📄 README.md

Grafana Observability Stack

Local observability stack equivalent to Grafana Cloud Free tier.

[!WARNING]
Please use docker-otel-lgtm instead.

Architecture

Component Overview

This stack provides a comprehensive observability solution with the following components:

Grafana (port: 3001)

Purpose: Unified dashboard and visualization platform
What it does:

Creates dashboards combining metrics, logs, and traces

Provides alerting capabilities

Correlates data across different observability signals
Why needed: Central place to visualize and analyze all observability data

Prometheus (port: 9091)

Purpose: Metrics collection, storage, and alerting
What it does:

Scrapes metrics from applications and infrastructure

Stores time-series data efficiently

Provides powerful query language (PromQL)

Handles alerting rules
Why needed: Essential for monitoring application performance, resource usage, and SLA metrics

Tempo (port: 3200)

Purpose: Distributed tracing backend
What it does:

Collects and stores distributed traces

Tracks requests across microservices

Identifies bottlenecks and errors in request flows

Integrates seamlessly with Grafana for trace visualization
Why needed: Critical for understanding request flows, debugging performance issues, and identifying dependencies

OpenTelemetry Collector (ports: 4317/4318)
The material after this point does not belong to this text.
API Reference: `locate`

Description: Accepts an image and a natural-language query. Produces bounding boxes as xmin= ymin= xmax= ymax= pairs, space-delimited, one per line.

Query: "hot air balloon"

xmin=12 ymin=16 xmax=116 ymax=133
Purpose: Unified telemetry data collection and processing
What it does:

Receives traces, metrics, and logs from applications

Processes, filters, and transforms telemetry data

Routes data to appropriate backends (Prometheus, Tempo, Loki)

Provides vendor-neutral instrumentation
Why needed: Standardizes telemetry collection and reduces vendor lock-in

Loki (port: 3100)

Purpose: Log aggregation and storage system
What it does:

Collects logs from applications and infrastructure

Stores logs efficiently with label-based indexing

Provides LogQL for querying logs

Integrates with Grafana for log visualization
Why needed: Centralized logging for debugging, audit trails, and correlation with metrics/traces

Promtail

Purpose: Log shipping agent for Loki
What it does:

Discovers and collects logs from various sources

Adds labels and metadata to log entries

Ships logs to Loki for storage
Why needed: Efficient log collection from Docker containers and system logs

Node Exporter (port: 9100)

Purpose: System and hardware metrics collection
What it does:

Exposes system metrics (CPU, memory, disk, network)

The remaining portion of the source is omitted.